Zur Ersatzfähigkeit von Unfallersatztarifen gilt Folgendes:
Wie der zuständige BGH-Senat inzwischen mehrfach dargelegt hat (vgl. Senatsurteile vom 25. Oktober 2005 – VI ZR 9/05 – VersR 2006, 133: vom 14. Februar 2006 – VI ZR 126/05 – VersR 2006, 669, 670 und – VI ZR 32/05 – VersR 2006, 564, 565; vom 9. Mai 2006 – VI ZR 117/05 – VersR 2006, 986, 987; vom 13. Juni 2006-VI ZR 161/05 – VersR 2006, 1273, 1274 – und vom 4. Juli 2006 – VI ZR 237/05 – VersR 2006, 1425, 1426), ist es nicht erforderlich, dass der bei der Schadensabrechnung nach § 287 ZPO besonders freigestellte Tatrichter für die Prüfung der betriebswirtschaftlichen Rechtfertigung eines „Unfallersatztarifs“ die Kalkulation des konkreten Unternehmens – gegebenenfalls nach Beratung durch einen Sachverständigen – in jedem Einzelfall nachvollzieht.
Vielmehr kann sich die Prüfung darauf beschränken, ob spezifische Leistungen bei der Vermietung an Unfallgeschädigte bei Unternehmen dieser Art aus betriebswirtschaftlicher Sicht allgemein einen Aufschlag rechtfertigen, wobei unter Umständen auch ein pauschaler Aufschlag auf den „Normaltarif in Betracht kommt (vgl. Senatsurteile vom 25. Oktober 2005 – VI ZR 9/05; vom 14. Februar 2006 – VI ZR 126/05 vom 13. Juni 2006 – VI ZR 161/05 -, jeweils aaO). Jedenfalls ist „Normaltarif“ nicht der Tarif, der dem Unfallgeschädigten in seiner besonderen Situation angeboten wird, sondern derjenige, der dem Selbstzahler normalerweise angeboten und der unter marktwirtschaftlichen Gesichtspunkten gebildet wird (vgl. Senatsurteile BGHZ 160, 377, 385; 163, 19, 23). Diesen „Normaltarif‘ kann der Tatrichter in Ausübung seines Ermessens nach § 287 ZPO auch auf der Grundlage des gewichteten Mittels des „Schwacke-Mietpreisspiegels“ im Postleitzahlengebiet des Geschädigten – gegebenenfalls mit sachverständiger Beratung – ermitteln (vgl. Senatsurteil vom 9. Mai 2006 – VI ZR 117/05 – aaO).

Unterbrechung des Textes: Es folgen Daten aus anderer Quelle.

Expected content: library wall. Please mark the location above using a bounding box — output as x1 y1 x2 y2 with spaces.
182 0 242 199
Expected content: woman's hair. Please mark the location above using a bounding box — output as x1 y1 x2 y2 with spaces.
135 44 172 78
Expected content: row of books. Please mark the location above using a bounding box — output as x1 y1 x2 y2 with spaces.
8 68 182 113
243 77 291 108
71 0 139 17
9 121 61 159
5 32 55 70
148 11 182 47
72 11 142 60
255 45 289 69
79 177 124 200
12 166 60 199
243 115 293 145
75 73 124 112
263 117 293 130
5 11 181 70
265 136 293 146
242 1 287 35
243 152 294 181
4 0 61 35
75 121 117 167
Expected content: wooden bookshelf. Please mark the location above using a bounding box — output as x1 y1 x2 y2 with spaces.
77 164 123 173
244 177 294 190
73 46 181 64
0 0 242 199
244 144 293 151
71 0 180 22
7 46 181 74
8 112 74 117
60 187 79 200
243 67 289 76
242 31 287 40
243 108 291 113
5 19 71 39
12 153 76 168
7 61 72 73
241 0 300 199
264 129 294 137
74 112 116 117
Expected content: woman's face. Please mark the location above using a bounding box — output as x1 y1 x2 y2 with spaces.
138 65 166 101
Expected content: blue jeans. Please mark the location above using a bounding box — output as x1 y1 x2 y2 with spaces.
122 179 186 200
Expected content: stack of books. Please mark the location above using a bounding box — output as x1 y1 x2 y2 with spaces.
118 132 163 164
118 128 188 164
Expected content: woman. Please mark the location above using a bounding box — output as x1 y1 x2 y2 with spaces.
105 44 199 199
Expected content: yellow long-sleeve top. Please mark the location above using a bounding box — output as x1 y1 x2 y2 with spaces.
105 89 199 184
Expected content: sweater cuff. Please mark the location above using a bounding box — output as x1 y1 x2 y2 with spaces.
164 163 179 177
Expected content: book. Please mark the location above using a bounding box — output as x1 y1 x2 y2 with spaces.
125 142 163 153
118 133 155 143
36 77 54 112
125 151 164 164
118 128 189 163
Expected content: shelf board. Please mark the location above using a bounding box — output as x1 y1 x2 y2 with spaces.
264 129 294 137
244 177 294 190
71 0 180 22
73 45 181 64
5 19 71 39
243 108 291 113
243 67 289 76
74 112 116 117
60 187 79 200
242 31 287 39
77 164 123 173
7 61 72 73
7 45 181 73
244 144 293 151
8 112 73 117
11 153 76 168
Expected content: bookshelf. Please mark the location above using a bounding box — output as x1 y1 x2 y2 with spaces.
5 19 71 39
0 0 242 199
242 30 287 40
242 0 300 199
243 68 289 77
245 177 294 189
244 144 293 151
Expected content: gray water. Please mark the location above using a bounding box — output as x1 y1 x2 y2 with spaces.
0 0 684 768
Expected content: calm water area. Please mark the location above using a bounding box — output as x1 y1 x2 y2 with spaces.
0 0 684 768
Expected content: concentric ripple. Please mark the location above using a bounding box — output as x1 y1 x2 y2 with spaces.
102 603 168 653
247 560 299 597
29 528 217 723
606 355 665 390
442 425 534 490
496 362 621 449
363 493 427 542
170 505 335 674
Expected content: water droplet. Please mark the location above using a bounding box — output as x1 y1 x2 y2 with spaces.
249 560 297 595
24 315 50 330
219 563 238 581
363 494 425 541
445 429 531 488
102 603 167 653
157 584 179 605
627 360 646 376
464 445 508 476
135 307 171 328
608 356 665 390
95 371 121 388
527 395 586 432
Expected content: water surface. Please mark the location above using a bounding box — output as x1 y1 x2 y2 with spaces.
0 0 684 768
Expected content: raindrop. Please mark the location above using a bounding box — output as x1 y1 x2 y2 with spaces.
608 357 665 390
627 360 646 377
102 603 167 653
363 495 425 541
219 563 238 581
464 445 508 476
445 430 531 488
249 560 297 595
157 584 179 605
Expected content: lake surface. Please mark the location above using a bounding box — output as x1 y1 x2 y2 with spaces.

Dabei steht der Anwendung des Schwacke-Automietpreisspiegels nicht der allgemeine Hinweis entgegen, die Verfasser hätten ihren Ermittlungen lediglich eine Sammlung schriflicher Angebotspreise der Autovermieter zu Grunde gelegt und nicht auf Ergebnisse von Marktuntersuchungen über‘ die tatsächlich gezahlten Mietpreise abgestellt (BGH NJW 2008, 2910). Einwendungen gegen die Grundlagen der Schadensbemessung sind nur dann erheblich, wenn sie auf den konkreten Fall bezogen sind. Deshalb bedarf die Frage der Eignung von Listen oder Tabellen, die bei der Schadensschätzung Verwendung finden können, nur dann der Klärung, wenn mit konkreten Tatsachen aufgezeigt wird, dass die geltend gemachten Mängel der betreffenden Schätzgrundlage sich auf den zu entscheidenden Fall auswirken (BGH NJW 2005, 277; 2008, 1519; LG Aachen, Urteil vom 24.10.08 , 6 S 158/08).
Sofern sich aus derartigen konkreten Tatsachen, die sich ggf. auch aus rechnerischen Überlegungen unter Berücksichtigung von Vergleichswerten des Marktmietpreisspiegels 2008 des Fraunhofer Instituts ergeben können (LG Aachen, Urteil vom 13.02.09, 5 S 166/08), Bedenken gegen die Anwendung des Schwacke-Mietpreisspiegels 2006 ergeben, ist es dem Tatrichter nicht verwehrt, sich diesen Bedenken anzuschließen und ggf. auf die Schwackeliste 03 mit Zuschlag und Inflationsausgleich zurückzugreifen (BGH, Urteil vom 14.10.08, VI ZR 308/07).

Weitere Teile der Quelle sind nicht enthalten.